Menteri Pertahanan Nasional Filipina Gilberto Teodoro dan Menteri Pertahanan A.S Lloyd Austin menandatangani perjanjian itu pada pertengahan November 2024 di markas besar militer Manila. Di sana, mereka juga meresmikan pembangunan pusat koordinasi gabungan untuk memfasilitasi kolaborasi. Perjanjian Keamanan Umum Informasi Militer memungkinkan kedua negara itu untuk berbagi informasi militer rahasia secara aman.

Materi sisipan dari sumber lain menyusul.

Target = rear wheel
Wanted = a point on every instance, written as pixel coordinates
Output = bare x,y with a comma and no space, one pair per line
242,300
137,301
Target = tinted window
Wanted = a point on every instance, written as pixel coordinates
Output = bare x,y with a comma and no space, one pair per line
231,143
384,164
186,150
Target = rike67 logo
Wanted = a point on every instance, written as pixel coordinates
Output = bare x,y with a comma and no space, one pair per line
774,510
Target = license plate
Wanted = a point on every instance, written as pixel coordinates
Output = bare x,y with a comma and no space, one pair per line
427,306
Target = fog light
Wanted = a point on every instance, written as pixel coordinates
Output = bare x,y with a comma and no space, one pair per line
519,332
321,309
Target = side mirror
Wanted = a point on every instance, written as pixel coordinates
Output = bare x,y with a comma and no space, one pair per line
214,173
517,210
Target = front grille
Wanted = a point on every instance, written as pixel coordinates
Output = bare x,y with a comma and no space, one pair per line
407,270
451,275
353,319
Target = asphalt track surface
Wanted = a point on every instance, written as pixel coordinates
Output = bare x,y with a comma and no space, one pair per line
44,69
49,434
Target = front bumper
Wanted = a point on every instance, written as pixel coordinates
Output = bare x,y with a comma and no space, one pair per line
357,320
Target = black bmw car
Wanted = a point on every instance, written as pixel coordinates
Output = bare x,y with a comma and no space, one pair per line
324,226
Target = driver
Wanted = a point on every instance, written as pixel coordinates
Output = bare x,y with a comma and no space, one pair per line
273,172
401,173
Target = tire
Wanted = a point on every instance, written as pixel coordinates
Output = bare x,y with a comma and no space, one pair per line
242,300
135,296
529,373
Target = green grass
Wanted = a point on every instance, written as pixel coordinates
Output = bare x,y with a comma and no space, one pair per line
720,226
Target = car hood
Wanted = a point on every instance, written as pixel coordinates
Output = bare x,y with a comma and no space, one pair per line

“Perjanjian ini tidak hanya akan memungkinkan Filipina memperoleh akses ke kapabilitas lebih tinggi dan alutsista mahal dari Amerika Serikat, tetapi juga akan membuka peluang untuk mengupayakan perjanjian serupa dengan negara-negara berpandangan serupa,” ungkap juru bicara Kementerian Pertahanan Filipina, Arsenio Andolong.
Keterlibatan keamanan di antara Filipina dan A.S. telah meningkat dalam beberapa tahun terakhir ini ketika kedua negara itu berupaya untuk melawan aktivitas agresif Republik Rakyat Tiongkok (RRT) di Laut Cina Selatan dan di sekitar Taiwan yang memiliki pemerintahan mandiri.
Manila dan Washington memiliki perjanjian pertahanan timbal balik sejak tahun 1951, yang dapat diberlakukan jika salah satu negara diserang, termasuk di Laut Cina Selatan.
“Saya ingin memulai dengan menggarisbawahi komitmen teguh kami terhadap Filipina,” ungkap Lloyd Austin saat peletakan batu pertama pusat koordinasi itu, yang menurutnya akan memungkinkan pertukaran informasi waktu nyata dan “menjadi tempat bagi pasukan kita untuk dapat bekerja berdampingan guna menanggapi tantangan regional.”
Filipina merupakan salah satu dari beberapa negara yang menghadapi peningkatan agresi RRT di Laut Cina Selatan, jalur lintasan kapal pengangkut perdagangan senilai lebih dari 47,71 kuadriliun rupiah (3 triliun dolar A.S.) setiap tahunnya. RRT mengklaim hampir seluruh jalur perairan itu sebagai wilayahnya, meskipun mahkamah internasional pada tahun 2016 memutuskan bahwa klaim Beijing tidak memiliki dasar hukum.
RRT telah menolak keputusan itu, yang menyebabkan serangkaian konfrontasi laut dan udara yang telah mengubah Laut Cina Selatan menjadi potensi pusat ketegangan.
“Kehadiran Amerika Serikat di kawasan Indo-Pasifik sangat penting untuk menjaga perdamaian dan stabilitas di kawasan ini,” ungkap Gilberto Teodoro.